While Bolt and Blake are training partners, they have not gone head to head since last year’s world championships in South Korea but cannot avoid each other this week with both men seeing action on all four days alongside nearly 400 other athletes eager to book Olympic places.
For speed junkies the excitement begins with the 100 metre heats on Thursday followed by a Friday final that could feature a lineup worthy of an Olympic final with challengers Mario Forsythe, Nickel Ashmeade, Lerone Clarke and Nesta Carter all having run under 10 seconds. Only three will qualify for London.
The 200 metre heats are on Saturday followed by a mouth-watering final on Sunday to close the meeting that sold out in a matter of hours and has whipped sprint-mad Jamaica into a frenzy.
Soccer’s Reggae Boyz, cricket, even the lovable Winter Olympics tail-enders the Jamaican bobsled team have produced feel-good moments and modest triumphs but it is sprinting that has brought the nation sporting prestige.
NATIONAL PRIDE
The country’s obsession with speed and its unique ability to develop runners who can get from A to B faster than anyone else in the world seems to run counter to Jamaica’s laid-back image.
Sprinting is to Jamaica what ice hockey is to Canada or soccer to Brazil: a source of national pride and a way for young Jamaicans to chase a better life.
Bolt and Blake, who earn millions from endorsements and appearance fees, represent the finish line for thousands of barefoot children, who race along dirt tracks and roads and will fill the National Stadium this weekend to cheer on their heroes.
Bolt, the Olympic champion and world-record holder in both the 100 and 200m, remains the man to beat over both distances even though he surrendered his world crown to Blake last year in Daegu after a false start knocked him out of the final.
Four years after he electrified the Beijing Games with a jaw-dropping display of speed, Bolt is being counted on to deliver that and more in London with an attack on his world record of 9.58 seconds.
Bolt has made more headlines in recent weeks for smashing up his BMW than for breaking records but following a spotty initial buildup to the season he appears to be rounding into form.
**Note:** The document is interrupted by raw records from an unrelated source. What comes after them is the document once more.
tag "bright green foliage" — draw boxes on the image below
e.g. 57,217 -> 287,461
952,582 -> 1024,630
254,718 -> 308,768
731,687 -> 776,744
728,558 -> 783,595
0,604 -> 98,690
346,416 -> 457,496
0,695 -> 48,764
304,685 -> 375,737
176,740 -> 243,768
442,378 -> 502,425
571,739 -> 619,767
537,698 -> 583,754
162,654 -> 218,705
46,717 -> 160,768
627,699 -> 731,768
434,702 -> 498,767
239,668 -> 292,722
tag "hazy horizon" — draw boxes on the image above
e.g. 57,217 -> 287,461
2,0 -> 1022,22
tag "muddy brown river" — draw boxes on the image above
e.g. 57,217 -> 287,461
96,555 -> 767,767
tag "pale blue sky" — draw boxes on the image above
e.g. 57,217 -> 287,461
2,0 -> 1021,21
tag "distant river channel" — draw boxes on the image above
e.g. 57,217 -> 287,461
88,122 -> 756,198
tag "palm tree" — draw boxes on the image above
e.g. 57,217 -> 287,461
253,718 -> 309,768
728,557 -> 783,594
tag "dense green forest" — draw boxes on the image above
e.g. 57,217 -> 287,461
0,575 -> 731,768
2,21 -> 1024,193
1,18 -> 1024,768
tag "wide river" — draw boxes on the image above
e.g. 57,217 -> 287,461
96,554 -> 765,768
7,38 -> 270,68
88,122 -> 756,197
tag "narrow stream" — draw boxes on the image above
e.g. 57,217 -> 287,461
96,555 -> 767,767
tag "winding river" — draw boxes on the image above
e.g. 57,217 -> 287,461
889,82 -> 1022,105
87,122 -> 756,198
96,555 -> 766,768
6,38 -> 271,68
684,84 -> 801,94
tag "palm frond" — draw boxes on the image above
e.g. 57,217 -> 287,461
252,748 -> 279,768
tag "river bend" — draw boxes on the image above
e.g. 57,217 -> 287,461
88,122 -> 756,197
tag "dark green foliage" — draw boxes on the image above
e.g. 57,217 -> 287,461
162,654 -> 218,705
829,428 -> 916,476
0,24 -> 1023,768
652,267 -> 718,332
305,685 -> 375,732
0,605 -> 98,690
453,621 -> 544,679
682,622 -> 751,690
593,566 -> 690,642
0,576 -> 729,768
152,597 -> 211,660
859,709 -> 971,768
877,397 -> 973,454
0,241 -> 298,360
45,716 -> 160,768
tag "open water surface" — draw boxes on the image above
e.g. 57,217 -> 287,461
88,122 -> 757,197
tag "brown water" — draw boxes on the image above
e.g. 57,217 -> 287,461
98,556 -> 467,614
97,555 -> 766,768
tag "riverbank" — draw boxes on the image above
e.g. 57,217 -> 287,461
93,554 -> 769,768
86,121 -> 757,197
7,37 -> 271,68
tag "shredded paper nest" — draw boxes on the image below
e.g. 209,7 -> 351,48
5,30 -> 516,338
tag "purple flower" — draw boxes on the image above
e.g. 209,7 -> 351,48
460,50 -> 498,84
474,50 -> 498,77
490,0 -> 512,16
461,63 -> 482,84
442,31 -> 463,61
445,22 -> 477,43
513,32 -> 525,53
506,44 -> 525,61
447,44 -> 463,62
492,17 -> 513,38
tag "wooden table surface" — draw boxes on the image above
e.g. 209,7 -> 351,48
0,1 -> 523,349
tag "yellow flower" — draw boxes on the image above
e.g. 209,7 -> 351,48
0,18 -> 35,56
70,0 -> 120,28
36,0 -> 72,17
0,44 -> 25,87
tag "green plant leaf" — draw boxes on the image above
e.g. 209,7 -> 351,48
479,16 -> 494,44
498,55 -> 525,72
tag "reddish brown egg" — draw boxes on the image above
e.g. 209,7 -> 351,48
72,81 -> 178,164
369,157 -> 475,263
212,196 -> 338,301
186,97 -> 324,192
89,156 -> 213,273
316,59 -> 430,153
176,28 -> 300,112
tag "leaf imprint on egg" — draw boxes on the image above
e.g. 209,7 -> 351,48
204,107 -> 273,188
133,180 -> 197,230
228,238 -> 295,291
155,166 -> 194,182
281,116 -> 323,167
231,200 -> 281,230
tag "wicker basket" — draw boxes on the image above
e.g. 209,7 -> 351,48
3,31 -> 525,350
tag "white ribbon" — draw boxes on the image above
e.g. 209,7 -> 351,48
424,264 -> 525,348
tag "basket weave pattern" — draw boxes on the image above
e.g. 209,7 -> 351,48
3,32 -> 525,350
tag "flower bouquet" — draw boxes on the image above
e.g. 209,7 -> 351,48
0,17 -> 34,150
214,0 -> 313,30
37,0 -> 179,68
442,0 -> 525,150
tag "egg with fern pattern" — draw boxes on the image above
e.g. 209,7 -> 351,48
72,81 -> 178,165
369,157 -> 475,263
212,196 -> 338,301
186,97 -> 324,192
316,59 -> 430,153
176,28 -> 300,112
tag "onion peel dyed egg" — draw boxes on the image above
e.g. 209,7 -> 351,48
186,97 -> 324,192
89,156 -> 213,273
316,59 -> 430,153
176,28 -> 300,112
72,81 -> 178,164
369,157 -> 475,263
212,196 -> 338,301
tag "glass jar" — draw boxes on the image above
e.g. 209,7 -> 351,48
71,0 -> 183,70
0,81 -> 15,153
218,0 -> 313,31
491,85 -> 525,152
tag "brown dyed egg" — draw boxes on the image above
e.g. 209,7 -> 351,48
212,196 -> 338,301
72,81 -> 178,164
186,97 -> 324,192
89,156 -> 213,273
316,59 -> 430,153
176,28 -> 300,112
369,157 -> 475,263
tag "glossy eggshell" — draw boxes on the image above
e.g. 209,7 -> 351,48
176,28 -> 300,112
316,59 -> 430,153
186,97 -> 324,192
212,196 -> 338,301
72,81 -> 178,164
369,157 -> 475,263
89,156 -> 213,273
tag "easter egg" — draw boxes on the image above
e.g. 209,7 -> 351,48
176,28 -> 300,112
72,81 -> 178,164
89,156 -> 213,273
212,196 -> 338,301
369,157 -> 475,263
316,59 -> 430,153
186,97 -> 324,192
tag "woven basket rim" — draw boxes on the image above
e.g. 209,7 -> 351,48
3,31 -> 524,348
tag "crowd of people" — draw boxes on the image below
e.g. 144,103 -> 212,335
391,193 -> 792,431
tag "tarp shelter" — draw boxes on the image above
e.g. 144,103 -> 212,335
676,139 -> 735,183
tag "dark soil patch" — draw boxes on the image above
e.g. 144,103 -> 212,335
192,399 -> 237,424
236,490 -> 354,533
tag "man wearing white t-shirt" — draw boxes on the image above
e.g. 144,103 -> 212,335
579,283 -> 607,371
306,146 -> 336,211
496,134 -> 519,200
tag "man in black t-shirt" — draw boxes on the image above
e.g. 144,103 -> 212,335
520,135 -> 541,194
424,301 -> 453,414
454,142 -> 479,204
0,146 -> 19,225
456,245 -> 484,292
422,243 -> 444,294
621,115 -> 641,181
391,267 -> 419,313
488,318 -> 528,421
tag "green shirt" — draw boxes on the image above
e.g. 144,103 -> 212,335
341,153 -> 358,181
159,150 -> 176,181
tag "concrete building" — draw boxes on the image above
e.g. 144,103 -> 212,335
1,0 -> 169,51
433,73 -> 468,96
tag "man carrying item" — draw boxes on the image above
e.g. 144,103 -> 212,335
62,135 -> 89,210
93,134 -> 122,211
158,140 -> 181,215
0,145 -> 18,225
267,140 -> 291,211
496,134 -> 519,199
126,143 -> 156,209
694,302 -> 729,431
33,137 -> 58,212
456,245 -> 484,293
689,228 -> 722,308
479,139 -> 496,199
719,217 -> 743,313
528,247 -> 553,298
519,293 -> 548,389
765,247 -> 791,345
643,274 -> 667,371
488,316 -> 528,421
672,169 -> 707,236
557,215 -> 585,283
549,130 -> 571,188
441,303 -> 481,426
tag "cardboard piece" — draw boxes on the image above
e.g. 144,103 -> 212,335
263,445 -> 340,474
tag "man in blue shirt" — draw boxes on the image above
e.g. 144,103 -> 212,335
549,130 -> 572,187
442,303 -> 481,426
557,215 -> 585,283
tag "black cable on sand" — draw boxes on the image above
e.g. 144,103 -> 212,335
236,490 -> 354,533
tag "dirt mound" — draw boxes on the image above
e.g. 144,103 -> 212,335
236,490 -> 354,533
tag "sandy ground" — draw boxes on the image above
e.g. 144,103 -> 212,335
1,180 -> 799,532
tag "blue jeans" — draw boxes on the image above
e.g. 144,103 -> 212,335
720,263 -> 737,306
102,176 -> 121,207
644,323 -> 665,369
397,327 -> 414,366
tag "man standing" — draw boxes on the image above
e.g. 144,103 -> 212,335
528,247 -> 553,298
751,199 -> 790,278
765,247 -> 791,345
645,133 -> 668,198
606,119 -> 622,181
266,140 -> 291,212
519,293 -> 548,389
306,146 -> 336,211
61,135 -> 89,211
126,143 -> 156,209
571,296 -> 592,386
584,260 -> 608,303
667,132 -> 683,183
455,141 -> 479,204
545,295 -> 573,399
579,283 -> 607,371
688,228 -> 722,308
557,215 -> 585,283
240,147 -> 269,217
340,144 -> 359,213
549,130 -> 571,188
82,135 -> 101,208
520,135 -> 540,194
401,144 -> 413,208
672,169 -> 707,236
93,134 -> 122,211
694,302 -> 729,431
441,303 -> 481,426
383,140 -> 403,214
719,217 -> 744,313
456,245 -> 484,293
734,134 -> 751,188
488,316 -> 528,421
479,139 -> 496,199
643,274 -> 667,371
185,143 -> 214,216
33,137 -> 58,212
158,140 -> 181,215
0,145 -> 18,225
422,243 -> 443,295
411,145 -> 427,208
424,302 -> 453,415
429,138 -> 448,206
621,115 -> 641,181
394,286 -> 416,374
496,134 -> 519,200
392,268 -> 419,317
He clocked 9.76 seconds over the 100 at the Rome Golden Gala in May, a time only ever bettered by two other men, Powell and American Tyson Gay.
Bolt and Blake are the undisputed headliners but the Jamaican event will not be just a two-man show.
The women’s sprints look intriguing with 100m Olympic champion Shelly-Ann Fraser-Pryce and 200m Beijing gold medallist Veronica Campbell-Brown ready to renew their battle over both distances.
Fraser-Pryce, followed by Sherone Simpson and Kerron Stewart, led a Jamaican sweep of the 100 medals in Beijing while Campbell-Brown will be bidding for a chance to become the first woman to win three straight 200m Olympic titles.